See Frictionless Specs. For our purposes:
* A "Good" CSV file: Valid CSV - with one header row, No blank header etc...
* Encoding worked out -- usually we should have already converted to utf-8
* Dialect - https://frictionlessdata.io/specs/csv-dialect/
* Table Schema https://frictionlessdata.io/specs/table-schema
NB: even if you want to go direct loading route (a la XLoader) and forget types you still need encoding etc sorted -- and it still fits in diagram above (Table Schema is just trivial -- everything is strings).

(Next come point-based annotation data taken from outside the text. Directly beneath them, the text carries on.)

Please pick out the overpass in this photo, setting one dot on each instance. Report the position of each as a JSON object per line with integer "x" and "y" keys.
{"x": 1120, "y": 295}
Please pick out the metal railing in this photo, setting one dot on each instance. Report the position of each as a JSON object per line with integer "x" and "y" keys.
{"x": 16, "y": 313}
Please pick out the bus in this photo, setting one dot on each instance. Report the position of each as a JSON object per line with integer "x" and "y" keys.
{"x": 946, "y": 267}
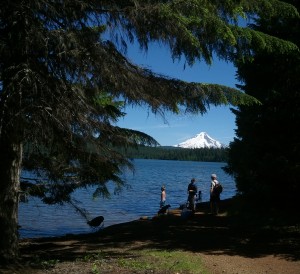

### What is datastore and how to create the DataStore entry
https://github.com/ckan/ckan/tree/master/ckanext/datastore
* provides an ad hoc database for storage of structured data from CKAN resources
* Connection with Datapusher: https://docs.ckan.org/en/2.8/maintaining/datastore.html#datapusher-automatically-add-data-to-the-datastore
* Datastore API: https://docs.ckan.org/en/2.8/maintaining/datastore.html#the-datastore-api
* Making Datastore API requests: https://docs.ckan.org/en/2.8/maintaining/datastore.html#making-a-datastore-api-request
#### Create an entry
```
curl -X POST http://127.0.0.1:5000/api/3/action/datastore_create -H "Authorization: {YOUR-API-KEY}"
resource
-d '{
"resource": {"package_id": "{PACKAGE-ID}"},
"fields": [ {"id": "a"}, {"id": "b"} ]
}'
```
https://docs.ckan.org/en/2.8/maintaining/datastore.html#ckanext.datastore.logic.action.datastore_create
### Options for Loading
There are 3 different paths we could take:
```mermaid
graph TD
pyloadstr[Load in python in streaming mode]
cleartable[Clear DS table if existing content]
pushdatacopy[Load to DS via PG copy]
pushdatads[Load to DS via DataStore API]
pushdatasql[Load to DS via sql over PG api]
done[Data in DataStore]
dataflows[DataFlows SQL loader]
cleartable -- 1 --> pyloadstr
pyloadstr --> pushdatads
pyloadstr --> pushdatasql
cleartable -- 2 --> dataflows
dataflows --> pushdatasql
cleartable -- 3 --> pushdatacopy
pushdatasql --> done
pushdatacopy --> done
pushdatads --> done
```
#### Pros and Cons of different approaches
|Criteria | Datastore Write API | PG Copy | Dataflows |
|---------|:--------- |:------- | ---------: |
| Speed | Low | High | ??? |
|Error Reporting| Yes | Yes | No(?) |
|Easy of implementation| Yes | No(?) | Yes |
Works Big data| No | Yes | Yes(?) |
|Works well in parrallel| No | Yes(?) | Yes(?)
### DataFlows
https://github.com/datahq/dataflows
Dataflows is a framework for loading, processing, manipulating data.
* Loader (Loading from external source (or disk)): https://github.com/datahq/dataflows/blob/master/dataflows/processors/load.py
* Load to an SQL db (Dump processed data) https://github.com/datahq/dataflows/blob/master/dataflows/processors/dumpers/to_sql.py
* What is error reporting, what is runner system ..., does it have a UI? does it have a queue system?
* Think data package pipelines is taking care of all of these. https://github.com/frictionlessdata/datapackage-pipelines
* DPP itself is also a ETL framework, just much heavier and a bit complicated.
### Notes an QA (Sep 2019)
* Note: TDR needs info on CKAN Resource source so we can create right datastore entry ..
* No need to validate as we assume it is good ...
* We might want to do that ... still
* Pros and Cons
* Speed
* Error reporting ...
* What happens with Copy if you hit an error (e.g. a bad cast?)
* https://infinum.co/the-capsized-eight/superfast-csv-imports-using-postgresqls-copy
* https://wiki.postgresql.org/wiki/Error_logging_in_COPY
* Ease of implementation
* Good with inserting Big data
* Create as strings and cast later ... ?
* xloader implementation with COPY command: https://github.com/ckan/ckanext-xloader/blob/fb17763fc7726084f67f6ebd640809ecc055b3a2/ckanext/xloader/loader.py#L40
Raw insert ~ 15m (on 1m rows)
Insert with begin / commit ~5m
copy ~82s (though may have limit on b/w) -- and what happens if pipe breaks
Q: Is it better to but everything in DB as a string and cast later or cast and insert in DB.
A: Probably cast first and insert after.
Q: Why do we rush to insert the data in DB? We will have to wait until it's casted anyways befroe use
A: It's much faster to do operations id DB than outside.